By Jim Hannah
The Cincinnati Enquirer
DAYTON, Ky. - A Jeep Cherokee rolls up to a shotgun house on Fourth Street. The sound of the doors popping open and the arrival of Robin Allen and Denise Ashford causes a group of pigeons to scatter from the street. Many fly into a hole in the eaves of the house.
Robin Allen (right), a Dayton building department citation officer, and volunteer Denise Ashford inspect a shabby building on Fifth Street.
The Cincinnati Enquirer/PATRICK REDDY
Weeds tower above the chain-link fence. Junk cars are parked bumper-to-bumper in the driveway. A tattered American flag flies upside down from a rusting flagpole - the international symbol of distress.
"This house really is in distress," said Ashford as she snapped a photograph of it. "It is a shame this house has been allowed to deteriorate into this condition."
It was a recent weekday, and the BBB Team was on a roll.
"We prefer to think of ourselves as the Blonde Beauties of Blight," Ashford said, but some have used another word.
Allen and Ashford are the public face of a growing grass-roots effort to clean up blighted homes in this city. It includes fining homeowners, lobbying Frankfort for tougher legislation to enforce blight laws and getting city workers and residents to volunteer their time.
In the last two years, the city has gone from collecting $400 in fines for blighted properties to more than $7,000 this fiscal year.
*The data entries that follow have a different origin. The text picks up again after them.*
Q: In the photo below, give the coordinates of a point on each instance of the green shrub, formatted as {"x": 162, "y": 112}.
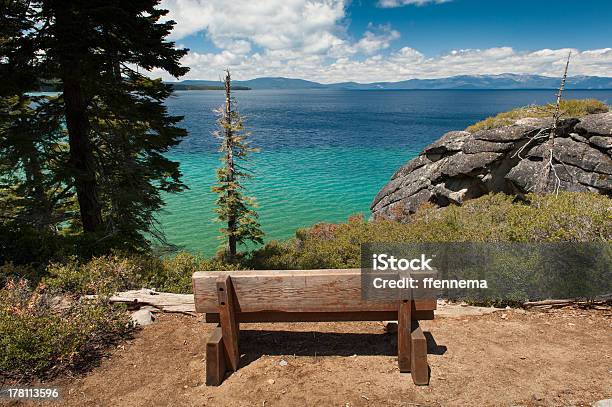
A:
{"x": 38, "y": 340}
{"x": 106, "y": 275}
{"x": 569, "y": 108}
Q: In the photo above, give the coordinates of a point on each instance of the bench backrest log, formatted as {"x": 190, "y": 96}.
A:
{"x": 299, "y": 295}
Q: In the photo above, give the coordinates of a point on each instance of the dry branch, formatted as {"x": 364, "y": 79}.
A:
{"x": 165, "y": 302}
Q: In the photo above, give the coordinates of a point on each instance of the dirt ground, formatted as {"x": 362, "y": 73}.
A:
{"x": 507, "y": 358}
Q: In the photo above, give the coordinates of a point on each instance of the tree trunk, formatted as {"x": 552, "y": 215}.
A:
{"x": 231, "y": 220}
{"x": 77, "y": 123}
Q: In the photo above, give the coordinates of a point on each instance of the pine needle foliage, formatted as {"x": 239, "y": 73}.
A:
{"x": 234, "y": 207}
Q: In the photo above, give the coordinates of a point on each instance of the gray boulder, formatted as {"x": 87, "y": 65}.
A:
{"x": 461, "y": 165}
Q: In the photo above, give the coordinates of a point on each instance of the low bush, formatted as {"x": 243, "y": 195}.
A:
{"x": 41, "y": 340}
{"x": 108, "y": 274}
{"x": 569, "y": 108}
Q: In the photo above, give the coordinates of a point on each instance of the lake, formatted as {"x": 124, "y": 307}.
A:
{"x": 324, "y": 153}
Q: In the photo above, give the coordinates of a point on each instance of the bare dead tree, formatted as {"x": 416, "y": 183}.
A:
{"x": 549, "y": 158}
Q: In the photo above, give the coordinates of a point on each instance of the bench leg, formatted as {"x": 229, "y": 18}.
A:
{"x": 215, "y": 358}
{"x": 404, "y": 318}
{"x": 419, "y": 367}
{"x": 229, "y": 322}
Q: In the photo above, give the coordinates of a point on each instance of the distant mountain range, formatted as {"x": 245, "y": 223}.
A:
{"x": 504, "y": 81}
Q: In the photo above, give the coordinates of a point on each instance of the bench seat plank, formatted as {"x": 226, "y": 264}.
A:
{"x": 294, "y": 291}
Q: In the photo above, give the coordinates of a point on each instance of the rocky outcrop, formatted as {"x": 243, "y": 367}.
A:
{"x": 510, "y": 159}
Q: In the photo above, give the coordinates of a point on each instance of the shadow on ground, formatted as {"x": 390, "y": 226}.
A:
{"x": 256, "y": 343}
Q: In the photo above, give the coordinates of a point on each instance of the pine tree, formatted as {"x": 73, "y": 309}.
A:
{"x": 233, "y": 206}
{"x": 97, "y": 53}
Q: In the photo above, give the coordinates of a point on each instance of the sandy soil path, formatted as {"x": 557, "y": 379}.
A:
{"x": 508, "y": 358}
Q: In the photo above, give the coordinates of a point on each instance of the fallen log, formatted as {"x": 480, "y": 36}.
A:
{"x": 164, "y": 302}
{"x": 599, "y": 300}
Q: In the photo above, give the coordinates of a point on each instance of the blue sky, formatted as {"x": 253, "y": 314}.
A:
{"x": 365, "y": 41}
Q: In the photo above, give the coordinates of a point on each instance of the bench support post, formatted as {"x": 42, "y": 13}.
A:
{"x": 215, "y": 358}
{"x": 418, "y": 361}
{"x": 229, "y": 322}
{"x": 404, "y": 342}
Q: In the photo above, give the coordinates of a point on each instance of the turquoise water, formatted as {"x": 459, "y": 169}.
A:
{"x": 324, "y": 153}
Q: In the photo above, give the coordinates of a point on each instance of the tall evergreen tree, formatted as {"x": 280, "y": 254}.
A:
{"x": 233, "y": 207}
{"x": 117, "y": 127}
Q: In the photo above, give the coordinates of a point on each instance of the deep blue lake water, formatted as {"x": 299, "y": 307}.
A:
{"x": 324, "y": 153}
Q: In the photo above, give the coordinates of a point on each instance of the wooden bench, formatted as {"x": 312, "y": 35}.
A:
{"x": 228, "y": 298}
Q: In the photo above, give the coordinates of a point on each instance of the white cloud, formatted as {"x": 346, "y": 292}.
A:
{"x": 272, "y": 24}
{"x": 372, "y": 42}
{"x": 400, "y": 3}
{"x": 308, "y": 39}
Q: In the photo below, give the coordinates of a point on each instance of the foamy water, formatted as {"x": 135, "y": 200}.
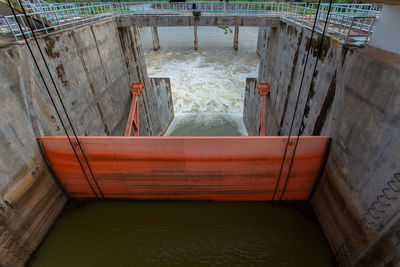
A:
{"x": 210, "y": 81}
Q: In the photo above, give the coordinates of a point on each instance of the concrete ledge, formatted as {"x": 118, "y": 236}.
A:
{"x": 173, "y": 20}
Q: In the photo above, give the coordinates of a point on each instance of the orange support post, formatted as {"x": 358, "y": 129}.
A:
{"x": 263, "y": 90}
{"x": 133, "y": 119}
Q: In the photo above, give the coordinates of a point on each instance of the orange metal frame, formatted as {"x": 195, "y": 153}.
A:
{"x": 133, "y": 118}
{"x": 188, "y": 168}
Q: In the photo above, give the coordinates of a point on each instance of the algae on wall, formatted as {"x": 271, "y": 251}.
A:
{"x": 354, "y": 99}
{"x": 93, "y": 72}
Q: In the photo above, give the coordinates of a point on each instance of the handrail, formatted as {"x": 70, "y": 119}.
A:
{"x": 350, "y": 22}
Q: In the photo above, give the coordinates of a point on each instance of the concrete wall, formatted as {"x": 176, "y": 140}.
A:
{"x": 354, "y": 98}
{"x": 252, "y": 107}
{"x": 93, "y": 67}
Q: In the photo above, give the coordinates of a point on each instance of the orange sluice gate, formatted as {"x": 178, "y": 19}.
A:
{"x": 187, "y": 168}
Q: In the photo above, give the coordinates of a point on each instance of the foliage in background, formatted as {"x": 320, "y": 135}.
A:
{"x": 304, "y": 1}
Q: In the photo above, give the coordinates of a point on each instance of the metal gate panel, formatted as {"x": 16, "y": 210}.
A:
{"x": 187, "y": 168}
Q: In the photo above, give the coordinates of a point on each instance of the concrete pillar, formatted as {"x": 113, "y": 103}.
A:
{"x": 236, "y": 38}
{"x": 156, "y": 41}
{"x": 196, "y": 40}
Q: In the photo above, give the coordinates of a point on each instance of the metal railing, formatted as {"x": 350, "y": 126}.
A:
{"x": 351, "y": 23}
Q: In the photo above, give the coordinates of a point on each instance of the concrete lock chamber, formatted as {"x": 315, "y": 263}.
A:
{"x": 322, "y": 119}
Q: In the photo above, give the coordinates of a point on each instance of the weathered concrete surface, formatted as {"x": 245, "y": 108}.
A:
{"x": 260, "y": 39}
{"x": 152, "y": 114}
{"x": 208, "y": 20}
{"x": 354, "y": 98}
{"x": 164, "y": 104}
{"x": 252, "y": 107}
{"x": 93, "y": 67}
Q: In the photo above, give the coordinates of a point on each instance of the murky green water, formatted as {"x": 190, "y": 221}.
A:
{"x": 119, "y": 233}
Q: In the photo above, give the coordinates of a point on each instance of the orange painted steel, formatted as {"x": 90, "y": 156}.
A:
{"x": 133, "y": 118}
{"x": 263, "y": 91}
{"x": 188, "y": 168}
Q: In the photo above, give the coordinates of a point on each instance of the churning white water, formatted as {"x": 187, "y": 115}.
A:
{"x": 208, "y": 84}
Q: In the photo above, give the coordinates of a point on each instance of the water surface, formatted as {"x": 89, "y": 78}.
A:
{"x": 118, "y": 233}
{"x": 207, "y": 85}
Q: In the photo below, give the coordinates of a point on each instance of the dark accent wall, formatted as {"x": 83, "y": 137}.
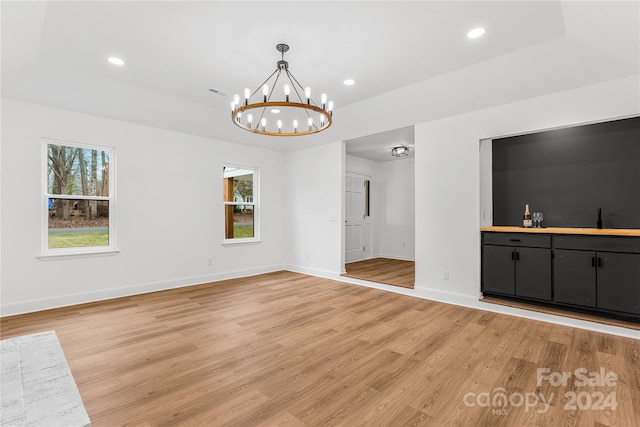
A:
{"x": 567, "y": 174}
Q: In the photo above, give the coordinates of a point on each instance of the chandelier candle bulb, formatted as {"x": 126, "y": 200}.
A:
{"x": 307, "y": 93}
{"x": 247, "y": 95}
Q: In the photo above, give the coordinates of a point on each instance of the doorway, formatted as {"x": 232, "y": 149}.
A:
{"x": 379, "y": 230}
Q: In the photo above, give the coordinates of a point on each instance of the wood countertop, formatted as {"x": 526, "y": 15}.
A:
{"x": 559, "y": 230}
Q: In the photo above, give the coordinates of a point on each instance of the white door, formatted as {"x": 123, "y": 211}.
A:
{"x": 354, "y": 217}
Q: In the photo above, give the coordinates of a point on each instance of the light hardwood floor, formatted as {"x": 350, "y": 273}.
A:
{"x": 383, "y": 270}
{"x": 289, "y": 349}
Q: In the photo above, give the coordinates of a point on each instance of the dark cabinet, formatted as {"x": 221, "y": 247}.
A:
{"x": 498, "y": 269}
{"x": 618, "y": 281}
{"x": 595, "y": 274}
{"x": 510, "y": 268}
{"x": 574, "y": 277}
{"x": 533, "y": 273}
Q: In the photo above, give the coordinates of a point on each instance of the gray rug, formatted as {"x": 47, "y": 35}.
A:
{"x": 37, "y": 385}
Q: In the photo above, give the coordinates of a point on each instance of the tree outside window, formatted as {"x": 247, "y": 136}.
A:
{"x": 240, "y": 207}
{"x": 78, "y": 198}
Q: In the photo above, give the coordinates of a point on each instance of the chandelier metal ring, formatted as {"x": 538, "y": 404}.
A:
{"x": 272, "y": 104}
{"x": 315, "y": 118}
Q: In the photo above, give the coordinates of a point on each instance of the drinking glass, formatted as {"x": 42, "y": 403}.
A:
{"x": 535, "y": 216}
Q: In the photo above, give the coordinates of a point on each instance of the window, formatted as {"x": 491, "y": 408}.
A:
{"x": 241, "y": 220}
{"x": 79, "y": 199}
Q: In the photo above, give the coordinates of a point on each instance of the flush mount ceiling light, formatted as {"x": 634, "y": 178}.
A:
{"x": 297, "y": 107}
{"x": 400, "y": 151}
{"x": 115, "y": 61}
{"x": 476, "y": 32}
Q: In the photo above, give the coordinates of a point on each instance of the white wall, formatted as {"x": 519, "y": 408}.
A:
{"x": 395, "y": 209}
{"x": 169, "y": 211}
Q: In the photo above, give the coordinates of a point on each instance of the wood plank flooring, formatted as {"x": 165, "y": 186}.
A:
{"x": 294, "y": 350}
{"x": 383, "y": 270}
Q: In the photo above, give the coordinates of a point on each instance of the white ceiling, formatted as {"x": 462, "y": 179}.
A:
{"x": 54, "y": 53}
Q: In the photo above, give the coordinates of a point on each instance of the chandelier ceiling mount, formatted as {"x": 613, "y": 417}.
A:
{"x": 301, "y": 110}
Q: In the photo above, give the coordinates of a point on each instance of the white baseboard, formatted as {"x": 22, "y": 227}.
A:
{"x": 398, "y": 257}
{"x": 39, "y": 304}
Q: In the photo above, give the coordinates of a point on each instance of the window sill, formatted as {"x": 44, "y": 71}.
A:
{"x": 76, "y": 255}
{"x": 239, "y": 242}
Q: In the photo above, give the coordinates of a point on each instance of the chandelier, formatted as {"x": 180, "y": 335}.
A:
{"x": 296, "y": 115}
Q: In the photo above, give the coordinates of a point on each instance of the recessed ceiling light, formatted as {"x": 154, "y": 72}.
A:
{"x": 475, "y": 33}
{"x": 115, "y": 60}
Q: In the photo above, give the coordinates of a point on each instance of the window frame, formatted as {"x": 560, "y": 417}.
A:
{"x": 255, "y": 203}
{"x": 47, "y": 253}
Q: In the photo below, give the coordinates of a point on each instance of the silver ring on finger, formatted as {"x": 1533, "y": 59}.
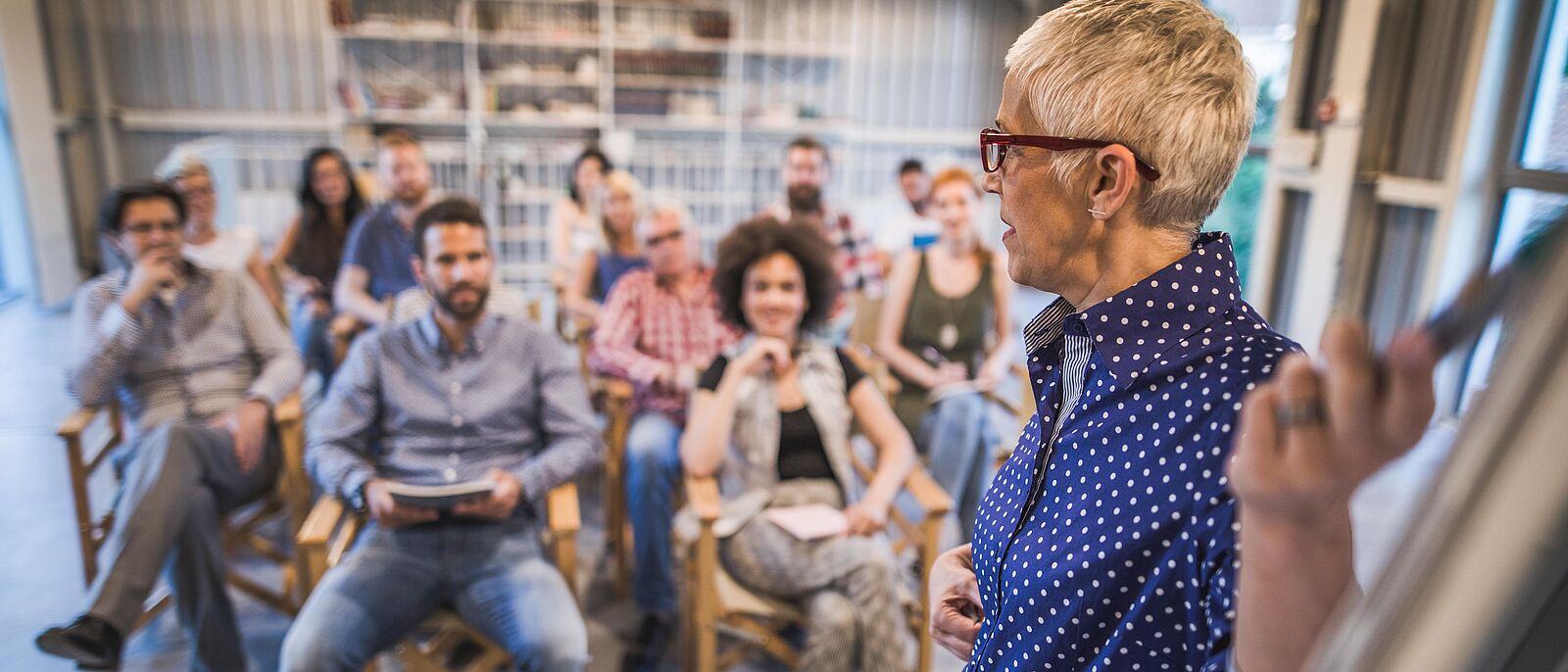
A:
{"x": 1300, "y": 413}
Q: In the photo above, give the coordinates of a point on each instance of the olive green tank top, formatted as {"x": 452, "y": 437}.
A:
{"x": 951, "y": 328}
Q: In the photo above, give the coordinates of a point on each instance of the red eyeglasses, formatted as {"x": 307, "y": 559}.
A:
{"x": 995, "y": 143}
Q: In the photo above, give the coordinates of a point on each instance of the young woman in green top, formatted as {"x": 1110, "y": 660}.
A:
{"x": 946, "y": 334}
Of the city's 2,401 housing units, city officials estimate about 500, or 20.8 percent, are blighted. Officials say 20 to 30 homes are on the verge of being condemned by the city.
City Administrator Gary Scott says the problem is only aggravated by inattentive landlords. According to the U.S. Census, 866, or 39.4 percent, of the city's homes are rented. That's above the national average.
Scott is the second facet of Dayton's attack on blight.
Frustrated by owners avoiding the fines by not picking up their registered mail, Scott spends Sundays tracking down the homeowners. He said these Sunday outings often take him to Northern Kentucky's more affluent bedroom communities of Fort Thomas, Fort Mitchell and Edgewood.
"That's where some of our absentee landlords live," said Scott. "They think I'm a police officer because my city car looks like an unmarked police cruiser."
He has lobbied representatives Joe Fischer, R-Fort Thomas, and Arnold Simpson, D-Covington, to allow code enforcement officials to issue citations by posting a notice on the door of the premises.
A House bill to do that is in the local government committee of the legislature.
Ashford volunteers to help Allen, the city citation officer, to help issue the fines.
"I do it for the betterment of the city," said Ashford, whose husband sits on city council. "We have to clean up our own image."
Scott said it just makes economic sense.
"With all the development, a blind man could see our city is the next place to see riverfront development. When the developers do arrive with their money, we want to look good."